Pell Center

The Pell Center for International Relations and Public Policy at Salve Regina is a multidisciplinary research center focused at the intersection of politics, policies and ideas.

Jonathan Karp Matches Books with Their Audiences

Air Dates: May 10-16, 2020

Books have always seemed like self-contained worlds to me.  Pick up a book, and you can transport yourself to any time in history—or the future. Delve into the mystical or the romantic.  Books help us to open our minds and our hearts, and over the last 30 years, Jonathan Karp has put more of those books into hands than just about anyone else.

Jonathan Karp has been president and CEO of Simon & Schuster since May 2020. He joined Simon & Schuster in June 2010 as publisher of their flagship imprint and was promoted to president and publisher of Simon & Schuster Adult Publishing in 2018.  Karp worked briefly as a reporter for The Providence Journal and then The Miami Herald before being hired in 1989 by Random House.  He worked there for 16 years, rising to editor-in-chief of the Random House division.  He moved to Hachette Book Group in 2005, where he founded the Twelve imprint.  There, Karp published the acclaimed bestselling works, “True Compass” by Edward M. Kennedy, “God Is Not Great” by Christopher Hitchens, and “War” by Sebastian Junger.  Since joining Simon & Schuster, Karp has overseen the publication of “Steve Jobs” by Walter Isaacson, “What Happened” by Hillary Clinton, “Fear” by Bob Woodward, “Frederick Douglass” by David Blight, the winner of the 2019 Pulitzer Prize in History, “Born to Run” by Bruce Springsteen, “In One Person” by John Irving, and “The Library Book” by Susan Orlean.

On this episode of “Story in the Public Square,” Karp says the increase in book sales is one of the strange ironies of the pandemic.  “Obviously it’s been a time of great hardship and suffering for a lot of people […] a lot of them are looking for comfort, or guidance, or escape, and they’re buying books.”  He adds the pandemic has been a time where many readers have gravitated toward what is familiar to them, driving back-list sales up. “[A] lot of our best-known titles are selling better than ever, so the book business is actually very healthy right now.”  With about two thousand books being published at Simon & Schuster each year, Karp says it is their responsibility to make sure each of those books finds its audience.

“Story in the Public Square” broadcasts each week on public television stations across the United States.
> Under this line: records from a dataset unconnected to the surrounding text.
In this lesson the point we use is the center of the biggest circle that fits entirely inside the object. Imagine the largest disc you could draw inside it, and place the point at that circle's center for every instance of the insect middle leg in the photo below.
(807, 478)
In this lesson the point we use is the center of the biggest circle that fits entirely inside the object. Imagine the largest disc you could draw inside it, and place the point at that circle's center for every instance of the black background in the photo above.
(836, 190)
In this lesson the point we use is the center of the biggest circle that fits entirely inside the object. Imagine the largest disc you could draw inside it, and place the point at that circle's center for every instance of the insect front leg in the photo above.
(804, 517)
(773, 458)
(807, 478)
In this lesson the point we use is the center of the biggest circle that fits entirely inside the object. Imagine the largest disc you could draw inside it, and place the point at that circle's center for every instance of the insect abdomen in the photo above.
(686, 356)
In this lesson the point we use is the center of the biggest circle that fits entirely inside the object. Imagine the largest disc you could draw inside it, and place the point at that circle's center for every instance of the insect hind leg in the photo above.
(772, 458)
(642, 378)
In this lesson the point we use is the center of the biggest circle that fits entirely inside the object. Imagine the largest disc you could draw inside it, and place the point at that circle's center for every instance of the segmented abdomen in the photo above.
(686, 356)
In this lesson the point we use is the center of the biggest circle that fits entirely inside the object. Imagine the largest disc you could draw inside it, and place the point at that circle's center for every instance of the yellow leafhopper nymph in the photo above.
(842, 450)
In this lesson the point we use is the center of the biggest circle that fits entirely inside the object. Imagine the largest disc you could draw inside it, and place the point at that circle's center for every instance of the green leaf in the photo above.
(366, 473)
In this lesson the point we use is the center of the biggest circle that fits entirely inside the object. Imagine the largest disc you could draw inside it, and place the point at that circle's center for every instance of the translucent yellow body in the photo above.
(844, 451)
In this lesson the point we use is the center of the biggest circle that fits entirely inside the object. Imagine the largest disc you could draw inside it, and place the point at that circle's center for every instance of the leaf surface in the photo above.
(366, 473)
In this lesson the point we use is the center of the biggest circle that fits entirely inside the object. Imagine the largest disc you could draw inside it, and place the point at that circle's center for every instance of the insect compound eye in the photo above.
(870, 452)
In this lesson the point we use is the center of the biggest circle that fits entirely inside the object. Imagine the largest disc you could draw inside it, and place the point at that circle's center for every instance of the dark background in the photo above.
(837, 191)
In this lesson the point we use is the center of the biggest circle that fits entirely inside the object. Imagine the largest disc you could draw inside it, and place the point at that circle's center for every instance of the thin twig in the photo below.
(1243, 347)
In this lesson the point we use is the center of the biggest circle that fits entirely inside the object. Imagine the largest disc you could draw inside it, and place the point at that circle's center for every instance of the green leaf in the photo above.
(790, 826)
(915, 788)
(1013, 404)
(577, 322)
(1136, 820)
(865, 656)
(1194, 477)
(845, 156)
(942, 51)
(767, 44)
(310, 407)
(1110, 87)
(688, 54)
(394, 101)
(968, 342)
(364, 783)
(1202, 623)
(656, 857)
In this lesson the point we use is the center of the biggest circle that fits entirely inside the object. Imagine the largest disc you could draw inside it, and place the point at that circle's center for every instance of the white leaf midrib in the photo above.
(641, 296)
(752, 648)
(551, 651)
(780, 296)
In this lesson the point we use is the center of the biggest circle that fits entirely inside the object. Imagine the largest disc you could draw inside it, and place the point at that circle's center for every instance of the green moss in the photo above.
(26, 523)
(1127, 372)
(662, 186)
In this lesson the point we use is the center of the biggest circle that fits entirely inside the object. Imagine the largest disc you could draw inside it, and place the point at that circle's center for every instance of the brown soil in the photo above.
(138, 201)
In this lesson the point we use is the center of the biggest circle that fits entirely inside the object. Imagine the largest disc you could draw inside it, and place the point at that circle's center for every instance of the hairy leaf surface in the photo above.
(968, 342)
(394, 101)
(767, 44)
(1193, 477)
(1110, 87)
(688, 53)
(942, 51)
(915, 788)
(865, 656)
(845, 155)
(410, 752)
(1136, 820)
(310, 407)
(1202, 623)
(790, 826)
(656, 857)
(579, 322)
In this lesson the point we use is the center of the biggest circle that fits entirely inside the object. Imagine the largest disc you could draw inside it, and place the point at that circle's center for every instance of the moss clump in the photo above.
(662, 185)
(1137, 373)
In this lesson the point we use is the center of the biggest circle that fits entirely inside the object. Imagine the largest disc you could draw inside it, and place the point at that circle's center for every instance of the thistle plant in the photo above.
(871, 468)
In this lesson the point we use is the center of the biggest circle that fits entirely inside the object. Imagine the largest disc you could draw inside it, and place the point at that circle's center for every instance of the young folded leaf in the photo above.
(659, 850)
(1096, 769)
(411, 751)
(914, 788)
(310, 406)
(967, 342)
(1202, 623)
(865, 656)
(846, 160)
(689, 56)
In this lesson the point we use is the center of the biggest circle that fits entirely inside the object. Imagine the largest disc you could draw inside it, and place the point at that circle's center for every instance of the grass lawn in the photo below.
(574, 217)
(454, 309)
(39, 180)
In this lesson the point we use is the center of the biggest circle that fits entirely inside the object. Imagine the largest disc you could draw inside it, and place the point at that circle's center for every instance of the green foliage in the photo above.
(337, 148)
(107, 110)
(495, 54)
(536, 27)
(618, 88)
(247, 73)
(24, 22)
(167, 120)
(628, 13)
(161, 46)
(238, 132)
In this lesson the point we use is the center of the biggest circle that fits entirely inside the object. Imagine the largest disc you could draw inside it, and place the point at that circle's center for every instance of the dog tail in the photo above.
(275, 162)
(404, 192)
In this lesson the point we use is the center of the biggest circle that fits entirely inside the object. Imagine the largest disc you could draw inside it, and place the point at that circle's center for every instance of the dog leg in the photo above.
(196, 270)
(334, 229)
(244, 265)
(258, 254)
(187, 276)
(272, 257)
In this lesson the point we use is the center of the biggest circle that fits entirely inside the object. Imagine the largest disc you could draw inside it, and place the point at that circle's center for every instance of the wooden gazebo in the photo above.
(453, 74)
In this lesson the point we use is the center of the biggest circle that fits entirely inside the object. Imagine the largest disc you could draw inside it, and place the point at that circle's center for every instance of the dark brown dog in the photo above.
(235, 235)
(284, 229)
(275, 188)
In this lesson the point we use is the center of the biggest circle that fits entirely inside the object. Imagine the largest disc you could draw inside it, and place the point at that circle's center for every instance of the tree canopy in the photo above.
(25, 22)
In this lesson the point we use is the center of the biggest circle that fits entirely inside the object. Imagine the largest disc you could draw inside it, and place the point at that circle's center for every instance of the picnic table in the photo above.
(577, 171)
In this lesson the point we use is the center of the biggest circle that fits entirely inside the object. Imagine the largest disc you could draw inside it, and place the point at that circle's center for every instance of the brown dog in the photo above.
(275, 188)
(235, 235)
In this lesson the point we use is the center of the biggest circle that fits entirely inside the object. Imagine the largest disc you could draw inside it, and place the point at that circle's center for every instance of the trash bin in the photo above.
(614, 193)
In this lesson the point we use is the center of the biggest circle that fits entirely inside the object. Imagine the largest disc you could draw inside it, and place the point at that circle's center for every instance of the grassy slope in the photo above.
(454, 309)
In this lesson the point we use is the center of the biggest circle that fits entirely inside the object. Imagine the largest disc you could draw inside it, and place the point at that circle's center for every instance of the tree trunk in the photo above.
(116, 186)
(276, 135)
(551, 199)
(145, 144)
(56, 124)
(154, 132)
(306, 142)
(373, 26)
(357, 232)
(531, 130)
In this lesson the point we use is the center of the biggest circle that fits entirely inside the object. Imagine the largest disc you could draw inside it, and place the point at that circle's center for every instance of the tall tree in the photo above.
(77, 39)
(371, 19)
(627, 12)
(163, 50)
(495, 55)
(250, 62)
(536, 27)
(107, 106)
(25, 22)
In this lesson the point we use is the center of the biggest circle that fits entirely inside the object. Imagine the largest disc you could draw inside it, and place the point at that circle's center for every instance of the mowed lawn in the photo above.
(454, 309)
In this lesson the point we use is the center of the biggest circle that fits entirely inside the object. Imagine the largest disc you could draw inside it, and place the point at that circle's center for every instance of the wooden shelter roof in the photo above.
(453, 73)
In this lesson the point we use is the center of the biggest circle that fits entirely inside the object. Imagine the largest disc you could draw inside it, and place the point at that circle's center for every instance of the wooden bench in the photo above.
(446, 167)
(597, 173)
A full listing of the national television distribution is available at this link. In Rhode Island and southeastern New England, the show is broadcast on Rhode Island PBS on Sundays at 11 a.m. and is rebroadcast Thursdays at 7:30 p.m. An audio version of the program airs Saturdays at 8:30 a.m. & 6:30 p.m. ET, Sundays at 3:30 a.m. & 11:30 p.m. ET on SiriusXM’s popular P.O.T.U.S. (Politics of the United States), channel 124. “Story in the Public Square” is a partnership between the Pell Center and The Providence Journal. The initiative aims to study, celebrate and tell stories that matter.